Whether the e/accs have the better arguments or not, they seem to have money and memetic energy on their side. Last month, it was reported that Altman wanted to raise five to seven trillion dollars to start an unprecedentedly huge computer-chip company. “We’re so fucking back,” Verdon tweeted. “Can you feel the acceleration?”

For a recent dinner party, Katja Grace ordered in from a bubble-tea shop—“some sesame balls, some interestingly squishy tofu things”—and hosted a few friends in her living room. One of them was Clara Collier, the editor of Asterisk, the doomer-curious magazine. The editors’ note in the first issue reads, in part, “The next century is going to be impossibly cool or unimaginably catastrophic.” The best-case scenario, Grace said, would be that A.I. turns out to be like the Large Hadron Collider, a particle accelerator in Switzerland whose risk of creating a world-swallowing black hole turned out to be vastly overblown. Or it could be like nuclear weapons, a technology whose existential risks are real but containable, at least so far. As with all dark prophecies, warnings about A.I. are unsettling, uncouth, and quite possibly wrong. Would you be willing to bet your life on it?

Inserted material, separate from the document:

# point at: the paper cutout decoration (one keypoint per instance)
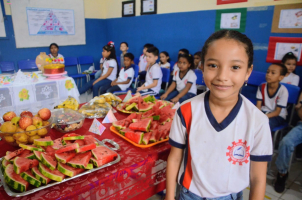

The doomers are aware that some of their beliefs sound weird, but mere weirdness, to a rationalist, is neither here nor there. MacAskill, the Oxford philosopher, encourages his followers to be “moral weirdos,” people who may be spurned by their contemporaries but vindicated by future historians. Many of the A.I. doomers I met described themselves, neutrally or positively, as “weirdos,” “nerds,” or “weird nerds.” Some of them, true to form, have tried to reduce their own weirdness to an equation. “You have a set amount of ‘weirdness points,’ ” a canonical post advises. “Spend them wisely.”

One Friday night, I went to a dinner at a group house on the border of Berkeley and Oakland, where the shelves were lined with fantasy books and board games. Many of the housemates had Jewish ancestry, but in lieu of Shabbos prayers they had invented their own secular rituals. One was a sing-along to a futuristic nerd-folk anthem, which they described as an ode to “supply lines, grocery stores, logistics, and abundance,” with a verse that was “not not about A.I. alignment.” After dinner, in the living room, several people cuddled with several other people, in various permutations. There were a few kids running around, but I quickly lost track of whose children were whose.

Making heterodox choices about how to pray, what to believe, with whom to cuddle and/or raise a child: this is the American Dream. Besides, it’s how moral weirdos have always operated. The housemates have several Discord channels, where they plan their weekly Dungeons & Dragons games, coördinate their food shopping, and discuss the children’s homeschooling. One of the housemates has a channel named for the Mittwochsgesellschaft, or Wednesday Society, an underground group of intellectuals in eighteenth-century Berlin. Collier told me that, as an undergraduate at Yale, she had studied the German idealists. Kant, Fichte, and Hegel were all world-historic moral weirdos; Kant was famously celibate, but Schelling, with Goethe as his wingman, ended up stealing Schlegel’s wife.

Before Patel called his podcast “Dwarkesh Podcast,” he called it “The Lunar Society,” after the eighteenth-century dinner club frequented by radical intellectuals of the Midlands Enlightenment. “I loved this idea of the top scientists and philosophers of the time getting together and shaping the ideas of the future,” he said. “From there, I naturally went, Who are those people now?” While walking through Alamo Square with Patel, I asked him how often he found himself at a picnic or a potluck with someone who he thought would be remembered by history. “At least once a week,” he said, without hesitation. “If we make it to the next century, and there are still history books, I think a bunch of my friends will be in there.”